PD: Si pueden revisen el PCB por que no lo revise si contiene errores, cuando lo termine no me dieron ganas de revisarlo..jojojoj....

Saludos....


----------



## djchinomix (Ene 31, 2009)

L1- 5 Vueltas
L2- 4 Vueltas
L3- 4 Vueltas
L4- 6 Vueltas
L5- 6 Vueltas
L6- 6 Vueltas
L7- 3 Vueltas
L8- 3 Vueltas
L9- 4 Vueltas
L10- 5 Vueltas

Todas con alambre de 1 mm de diametro en nucleo aire de 5 mm.

Nota: La L9 puede ser variable para lograr una mayor estabilidad del PLL


----------



## albatros1 (Feb 1, 2009)

Buen aporte djchinomix y trabajo a ver si terminas el pcb,pues tengo ganas de complicarme un poco y hacer algo parecido.

             Saludos


----------



## albatros1 (Feb 1, 2009)

bueno djchinomix como la impaciencia me consume he estado viendo por hay y he visto este que lo quiero para mi,haber que tal,estoy esperando respuesta de quien lo edito,ya tengo todo menos algunos componentes y el esquema,el programador me lo dejara un amiguete,como lo ves?.

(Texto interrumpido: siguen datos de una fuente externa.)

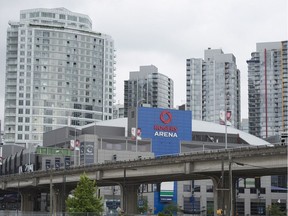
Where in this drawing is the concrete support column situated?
[124,185,139,215]
[21,191,37,212]
[212,175,230,216]
[244,193,251,215]
[52,184,73,212]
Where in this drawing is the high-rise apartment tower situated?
[186,48,241,128]
[124,65,174,117]
[5,8,115,145]
[247,41,288,138]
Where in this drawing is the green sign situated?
[36,147,72,156]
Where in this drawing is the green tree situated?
[267,204,285,216]
[66,173,104,215]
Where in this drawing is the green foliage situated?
[66,173,104,215]
[267,204,285,216]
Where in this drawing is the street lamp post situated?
[123,167,127,211]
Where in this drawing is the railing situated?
[0,145,287,182]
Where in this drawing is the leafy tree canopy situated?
[66,173,104,215]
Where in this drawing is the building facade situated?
[124,65,174,117]
[247,41,288,138]
[186,48,241,128]
[0,107,287,216]
[113,104,124,119]
[4,8,115,145]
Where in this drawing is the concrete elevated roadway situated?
[0,145,287,215]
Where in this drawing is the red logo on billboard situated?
[160,110,172,124]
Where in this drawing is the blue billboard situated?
[138,107,192,156]
[138,107,192,213]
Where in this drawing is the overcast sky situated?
[0,0,288,128]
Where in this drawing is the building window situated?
[59,14,66,19]
[206,185,213,193]
[183,184,191,192]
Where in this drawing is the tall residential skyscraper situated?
[5,8,115,145]
[124,65,174,117]
[186,48,241,128]
[247,41,288,138]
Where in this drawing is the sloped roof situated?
[82,118,270,146]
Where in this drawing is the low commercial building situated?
[42,107,287,216]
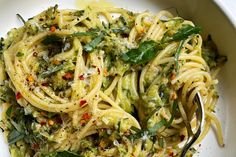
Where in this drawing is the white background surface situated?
[0,0,236,157]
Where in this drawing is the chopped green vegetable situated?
[165,100,178,128]
[6,105,13,118]
[148,119,167,136]
[16,52,24,57]
[111,26,130,34]
[161,25,202,43]
[121,40,162,64]
[40,64,64,78]
[8,129,25,145]
[175,40,184,71]
[84,34,104,52]
[42,34,62,45]
[71,29,99,37]
[171,25,202,41]
[74,10,84,17]
[40,151,83,157]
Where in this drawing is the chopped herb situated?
[175,40,184,71]
[0,84,16,104]
[40,64,64,78]
[8,129,25,145]
[84,34,104,52]
[121,40,162,64]
[161,25,202,43]
[16,14,26,24]
[42,34,62,45]
[172,25,202,41]
[111,26,130,34]
[128,119,167,141]
[16,52,24,57]
[6,105,13,118]
[165,100,178,128]
[148,119,167,136]
[71,29,99,37]
[40,151,83,157]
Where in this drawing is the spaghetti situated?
[0,6,223,157]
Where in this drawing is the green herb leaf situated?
[166,100,178,128]
[74,10,84,17]
[39,64,64,78]
[175,40,184,71]
[121,40,162,64]
[42,34,62,45]
[111,26,130,34]
[8,129,25,145]
[16,52,24,57]
[84,34,103,52]
[148,119,167,136]
[171,25,202,41]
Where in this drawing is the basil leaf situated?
[41,34,63,45]
[8,129,25,145]
[121,40,162,64]
[39,64,64,78]
[84,34,103,52]
[171,25,202,41]
[175,40,184,71]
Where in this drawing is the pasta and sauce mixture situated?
[0,5,226,157]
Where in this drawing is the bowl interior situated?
[0,0,236,157]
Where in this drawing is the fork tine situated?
[180,92,205,157]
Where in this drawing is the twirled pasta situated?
[1,6,223,157]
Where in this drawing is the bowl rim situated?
[213,0,236,30]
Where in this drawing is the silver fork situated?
[180,92,204,157]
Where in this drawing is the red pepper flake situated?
[82,113,91,120]
[97,68,100,75]
[42,82,49,87]
[40,121,47,126]
[79,100,87,107]
[79,74,84,80]
[16,92,22,100]
[169,152,174,157]
[62,72,73,80]
[40,111,47,116]
[50,26,57,32]
[80,119,86,126]
[179,135,185,141]
[32,143,39,150]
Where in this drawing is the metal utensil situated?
[180,92,205,157]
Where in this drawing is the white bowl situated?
[0,0,236,157]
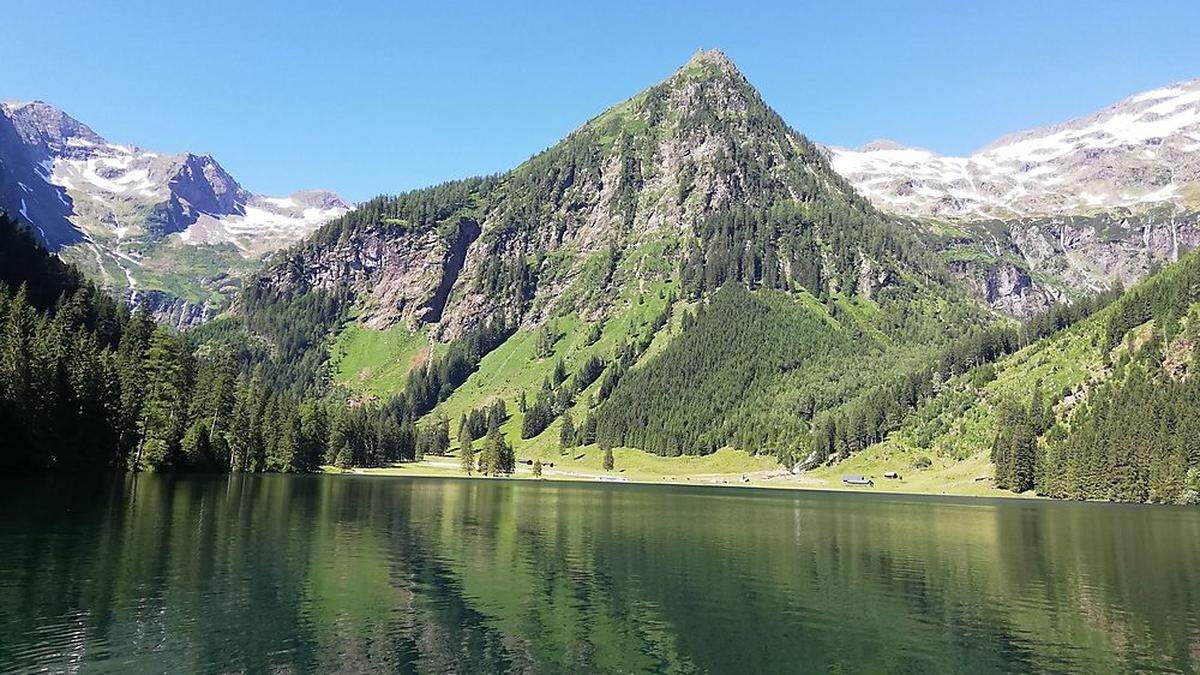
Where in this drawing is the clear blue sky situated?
[0,0,1200,199]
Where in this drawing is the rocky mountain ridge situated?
[0,101,349,316]
[829,79,1200,220]
[828,79,1200,316]
[259,52,902,338]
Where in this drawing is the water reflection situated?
[0,476,1200,673]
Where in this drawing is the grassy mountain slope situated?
[272,53,994,459]
[811,255,1200,502]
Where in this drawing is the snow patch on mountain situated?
[829,79,1200,219]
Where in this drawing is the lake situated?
[0,476,1200,673]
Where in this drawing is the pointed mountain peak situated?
[688,49,738,71]
[676,49,745,82]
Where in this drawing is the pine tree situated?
[558,411,575,454]
[131,329,191,471]
[458,434,475,476]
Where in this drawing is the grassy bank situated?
[326,446,1016,497]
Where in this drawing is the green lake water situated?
[0,476,1200,673]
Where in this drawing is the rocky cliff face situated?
[829,80,1200,316]
[121,288,221,330]
[259,52,887,338]
[930,205,1200,317]
[0,101,349,326]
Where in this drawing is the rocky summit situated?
[0,101,349,325]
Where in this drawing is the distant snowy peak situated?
[0,101,349,256]
[830,79,1200,219]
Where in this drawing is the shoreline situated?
[323,455,1032,501]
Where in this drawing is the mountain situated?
[0,101,349,323]
[828,79,1200,317]
[830,79,1200,220]
[240,52,994,455]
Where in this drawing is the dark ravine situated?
[421,219,482,323]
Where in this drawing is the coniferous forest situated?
[0,215,487,472]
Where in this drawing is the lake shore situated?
[325,448,1017,498]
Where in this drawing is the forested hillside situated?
[814,255,1200,503]
[0,214,487,472]
[0,53,1200,502]
[239,53,996,466]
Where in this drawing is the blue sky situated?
[0,0,1200,199]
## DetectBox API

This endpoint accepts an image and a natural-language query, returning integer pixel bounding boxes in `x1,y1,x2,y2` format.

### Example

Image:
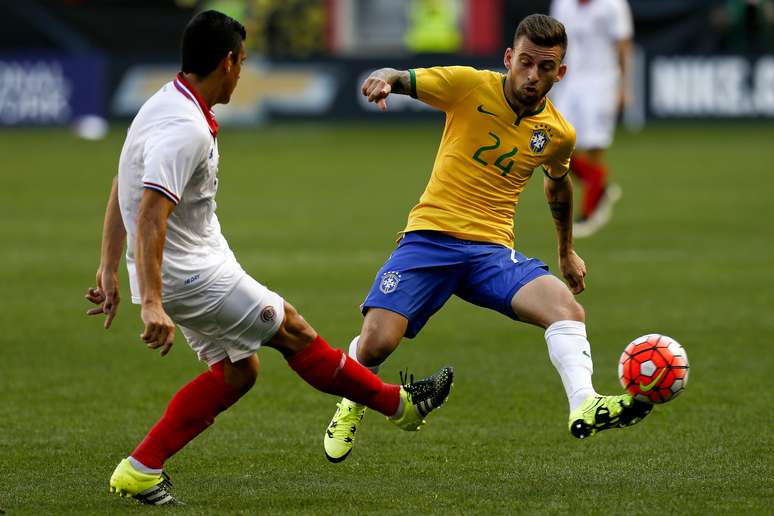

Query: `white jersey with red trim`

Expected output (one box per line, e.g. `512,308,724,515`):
550,0,634,81
118,75,239,303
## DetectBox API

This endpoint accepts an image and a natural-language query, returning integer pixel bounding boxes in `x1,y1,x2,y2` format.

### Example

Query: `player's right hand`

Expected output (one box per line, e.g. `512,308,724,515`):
140,304,175,357
361,75,392,111
85,267,121,330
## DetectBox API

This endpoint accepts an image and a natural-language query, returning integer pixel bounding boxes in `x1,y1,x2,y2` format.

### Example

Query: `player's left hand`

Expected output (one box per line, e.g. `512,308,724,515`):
85,267,121,330
559,251,586,295
360,75,392,111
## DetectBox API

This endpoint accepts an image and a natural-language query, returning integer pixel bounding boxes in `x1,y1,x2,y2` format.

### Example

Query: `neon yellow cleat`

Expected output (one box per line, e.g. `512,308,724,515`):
569,394,653,439
323,398,366,462
110,459,183,505
388,367,454,432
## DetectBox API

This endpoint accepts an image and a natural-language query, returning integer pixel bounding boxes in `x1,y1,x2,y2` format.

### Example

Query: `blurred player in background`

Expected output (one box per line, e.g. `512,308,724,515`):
551,0,634,237
324,15,650,462
86,11,452,505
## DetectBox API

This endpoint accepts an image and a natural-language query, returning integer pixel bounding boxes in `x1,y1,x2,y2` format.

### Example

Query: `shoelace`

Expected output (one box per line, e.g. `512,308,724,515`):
400,369,435,403
331,402,360,439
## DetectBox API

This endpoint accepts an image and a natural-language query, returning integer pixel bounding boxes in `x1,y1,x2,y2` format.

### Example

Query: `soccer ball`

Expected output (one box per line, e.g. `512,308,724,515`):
618,333,688,403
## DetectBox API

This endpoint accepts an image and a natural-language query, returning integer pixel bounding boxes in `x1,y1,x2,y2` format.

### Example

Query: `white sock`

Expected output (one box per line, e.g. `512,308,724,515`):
126,455,162,475
349,335,380,374
546,321,596,412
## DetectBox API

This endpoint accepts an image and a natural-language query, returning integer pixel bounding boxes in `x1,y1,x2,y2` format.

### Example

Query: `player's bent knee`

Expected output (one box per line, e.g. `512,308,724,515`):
266,302,317,357
223,355,260,396
357,334,400,367
562,299,586,322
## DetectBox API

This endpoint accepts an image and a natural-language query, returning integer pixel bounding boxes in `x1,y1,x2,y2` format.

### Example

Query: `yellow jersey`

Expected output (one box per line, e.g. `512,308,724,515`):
403,66,575,247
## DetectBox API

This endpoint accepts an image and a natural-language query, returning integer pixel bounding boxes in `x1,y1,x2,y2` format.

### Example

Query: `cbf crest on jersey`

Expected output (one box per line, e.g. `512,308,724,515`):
379,271,400,294
529,124,552,154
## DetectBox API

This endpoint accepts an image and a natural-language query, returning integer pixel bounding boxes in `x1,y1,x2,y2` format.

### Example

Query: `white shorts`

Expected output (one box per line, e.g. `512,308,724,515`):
164,268,285,365
551,77,618,150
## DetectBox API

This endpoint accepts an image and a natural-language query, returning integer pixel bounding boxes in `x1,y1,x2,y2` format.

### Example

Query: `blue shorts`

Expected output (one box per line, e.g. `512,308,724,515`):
362,231,549,338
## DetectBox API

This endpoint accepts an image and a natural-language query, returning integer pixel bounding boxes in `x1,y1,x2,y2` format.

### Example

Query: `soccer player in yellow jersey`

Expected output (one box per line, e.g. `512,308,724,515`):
324,14,651,462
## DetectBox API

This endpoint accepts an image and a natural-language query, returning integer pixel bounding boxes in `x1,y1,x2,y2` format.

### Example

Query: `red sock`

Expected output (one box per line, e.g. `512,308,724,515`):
570,157,607,217
288,336,400,416
132,361,239,469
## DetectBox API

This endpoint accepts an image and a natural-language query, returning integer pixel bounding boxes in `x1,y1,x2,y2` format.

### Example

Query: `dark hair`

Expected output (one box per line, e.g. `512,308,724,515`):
513,14,567,59
180,11,247,77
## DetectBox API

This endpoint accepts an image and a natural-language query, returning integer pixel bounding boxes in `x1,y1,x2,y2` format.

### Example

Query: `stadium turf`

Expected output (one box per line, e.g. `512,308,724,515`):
0,123,774,515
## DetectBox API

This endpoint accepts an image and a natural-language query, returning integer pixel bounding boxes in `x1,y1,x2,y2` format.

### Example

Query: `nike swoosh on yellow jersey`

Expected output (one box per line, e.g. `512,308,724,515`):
476,104,497,116
640,367,666,392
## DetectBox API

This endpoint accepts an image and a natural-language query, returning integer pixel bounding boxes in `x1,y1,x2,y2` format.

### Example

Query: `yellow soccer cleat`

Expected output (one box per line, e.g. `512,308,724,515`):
110,459,183,505
569,394,653,439
323,398,366,462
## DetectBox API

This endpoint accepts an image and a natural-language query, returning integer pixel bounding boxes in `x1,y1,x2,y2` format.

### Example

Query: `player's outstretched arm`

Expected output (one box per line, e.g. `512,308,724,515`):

            Y suerte en el proyecto.


                Saludos


----------



## djchinomix (Feb 1, 2009)

hola albatros1, e visto ese esquema, lo encuentro bueno, una pregunta ¿tienes el tsa5511?, yo pretendi armarlo pero ese IC no esta por aca.
Que te parese el cto. que postie yo, crees que convenga montarlo, como dije mas arriba, tengo los componentes mas caros y dificiles de encontrar. es solo darme el animo a crear el PCB, comprar las cosas q faltan que no pasan los 15000 pesos chilenos y montar....
saludos...


----------



## albatros1 (Feb 1, 2009)

Si ya tengo pedido todo eceptuando el 2sc1971 pues tengo varios y es el componente mas caro pues cuesta por aqui 7 euros,te mando por lo que me va a salir espero tenerlo el martes,este pcb es para hacerlo por insolacion o sea que anulare lo de la placa virgen pues una vez impreso veo que lo de la plancha no va a funcionar pues hay pistas muy sobretodo por el 16f84 y el panel,si has visto el pcb sabras de lo que hablo,este lo hare con tranquilidad ya que pienso quedarmelo.
Edito:  SINTETIZADOR CONTROLADO POR I2C TSA5511   2,0800EUR  eso es lo que cuesta por aqui.
  Y por supuesto que te animo si ya tenes el esquema reflejado en pcb y es mas tiene buena pinta.

         Saludos


----------



## DJ_Glenn (Feb 6, 2009)

dj, el cto que posteaste, en realidad promete 250mw al menos eso leí por ahí... usar un 2sc1971 me parece un desperdicio... por lo que por ahí podemos reemplazarlo por un mrf237 y lograr mayor potencia... de cualquier manera, este transistor vale 3 veces más.


----------



## jblsystems (Feb 8, 2009)

Hola, vengo dándole vueltas al esquema del transmisor con PLL verónica , lo que no se es si puedo adaptar solo el PLL al de el BA1404. Pues en la imagen del BA1404 lleva uno, pero sus componentes no son muy asequibles, asimismo los componentes del verónica son TTL y CMOS y son muy fáciles de encontrar de hecho ya tengo todos menos el cristal de 6,4MHz y los diodos varicaps. Si alguno me pudiera orientar sobre esto o de algún circuito facilito con TTL, CMOS, solo para obtener un poco de estabilidad en el desplazamiento de frecuencia. Adjunto dos imágenes para que se pueda comparar. Gracias


----------



## DJ_Glenn (Feb 8, 2009)

espero no estar diciendo cualquier cosa... pero creo que el sinte del veronica toma la frecuencia de referencia de entre las resistencias R20 y R21 y la tensión de control la aplica a travez de R6. Si no me equivoco, el cristal solo sirve de referencia para cuando programes los switches, por lo que te va a convenir usar un valor que sea la mitad o el doble... hasta ahora, el de 3,2 y el de 12,8 son los valores que más he visto tanto en planos como en sintetizadores armados. Tené en cuenta que cambiar de valor el cristal te va a obligar a usar otra combinación de llaves a la hora de setear una frecuencia de transimsion.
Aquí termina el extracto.